Fig. 2: Heritability of heat tolerance.
From: Selective breeding enhances coral heat tolerance to marine heatwaves

Heritability is shown as parent-offspring regressions for (a) short- and (b) long-term heat stress exposures. Heat tolerance of offspring (F1) family mean in relation to the mid-parent value for short- (a) and long-term (b) heat stress exposures, based on each colonies ΔDHW50, the heat stress dosage at which the bleaching survival index BSI passes 0.5. The slope represents the narrow-sense heritability (h2) of heat tolerance shown as a posterior mean with 95% credible intervals calculated considering random intercepts for each cross.

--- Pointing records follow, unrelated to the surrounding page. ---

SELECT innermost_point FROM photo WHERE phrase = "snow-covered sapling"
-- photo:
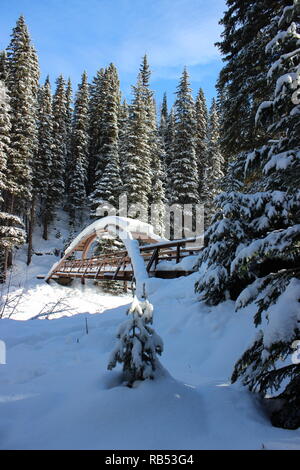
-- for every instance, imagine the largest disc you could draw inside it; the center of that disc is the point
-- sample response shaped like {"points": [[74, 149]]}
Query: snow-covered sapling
{"points": [[138, 344]]}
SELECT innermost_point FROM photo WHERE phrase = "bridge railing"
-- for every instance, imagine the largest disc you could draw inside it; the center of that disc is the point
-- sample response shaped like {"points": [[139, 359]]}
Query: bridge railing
{"points": [[117, 264]]}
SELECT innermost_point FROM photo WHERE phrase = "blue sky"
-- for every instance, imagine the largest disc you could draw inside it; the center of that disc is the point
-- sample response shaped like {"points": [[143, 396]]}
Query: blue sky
{"points": [[73, 35]]}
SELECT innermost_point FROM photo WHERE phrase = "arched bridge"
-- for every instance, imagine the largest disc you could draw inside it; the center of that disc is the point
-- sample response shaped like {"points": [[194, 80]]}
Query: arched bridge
{"points": [[145, 255]]}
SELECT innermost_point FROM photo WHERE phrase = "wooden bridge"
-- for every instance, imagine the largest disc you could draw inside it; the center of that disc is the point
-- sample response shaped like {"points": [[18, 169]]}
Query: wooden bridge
{"points": [[158, 257]]}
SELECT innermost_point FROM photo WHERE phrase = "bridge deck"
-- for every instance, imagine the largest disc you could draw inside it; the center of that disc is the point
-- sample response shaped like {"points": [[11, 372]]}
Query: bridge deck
{"points": [[116, 265]]}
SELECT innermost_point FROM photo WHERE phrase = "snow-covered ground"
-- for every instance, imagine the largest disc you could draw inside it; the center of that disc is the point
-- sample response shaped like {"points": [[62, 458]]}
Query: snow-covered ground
{"points": [[55, 391]]}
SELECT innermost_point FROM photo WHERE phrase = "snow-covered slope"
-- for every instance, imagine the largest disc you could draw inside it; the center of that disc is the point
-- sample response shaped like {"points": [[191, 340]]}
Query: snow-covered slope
{"points": [[55, 391]]}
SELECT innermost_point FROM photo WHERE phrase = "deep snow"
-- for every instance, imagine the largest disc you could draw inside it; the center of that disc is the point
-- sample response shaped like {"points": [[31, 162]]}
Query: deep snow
{"points": [[55, 391]]}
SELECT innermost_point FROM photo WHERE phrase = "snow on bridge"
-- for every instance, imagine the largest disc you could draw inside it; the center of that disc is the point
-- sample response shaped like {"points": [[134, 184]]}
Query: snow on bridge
{"points": [[157, 256]]}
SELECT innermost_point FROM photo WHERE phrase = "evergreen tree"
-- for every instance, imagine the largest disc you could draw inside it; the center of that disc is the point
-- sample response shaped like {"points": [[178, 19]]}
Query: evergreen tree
{"points": [[78, 166], [183, 166], [157, 194], [3, 66], [252, 247], [95, 112], [242, 82], [212, 172], [123, 119], [138, 344], [201, 140], [56, 185], [41, 166], [169, 150], [11, 232], [137, 169], [163, 118], [69, 120], [274, 256], [107, 183]]}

All data are standardised and shown as z scores, such that variance fully attributable to additive genetic effects (h2 = 1) would be represented by a 1:1 relationship (dashed line) between the parent and offspring heat tolerances. The narrow-sense heritability (h2) of short- and long-stress heat tolerance was 0.29 (±0.16 SE) and 0.23 (±0.16 SE), respectively, based on a frequentist animal model. This significant heritability is corroborated by the parent-offspring regressions presented here with higher but overlapping h2 estimates compared to the uncertainty of the animal model for short- and long-stress heat tolerance of 0.67 (95% credible interval: 0.34–0.98) and 0.52 (95% credible interval: 0.22–0.83), respectively. The predicted regression (bold line) and Bayesian 95% credible intervals (shading) are shown. Source data are provided as a Source Data file.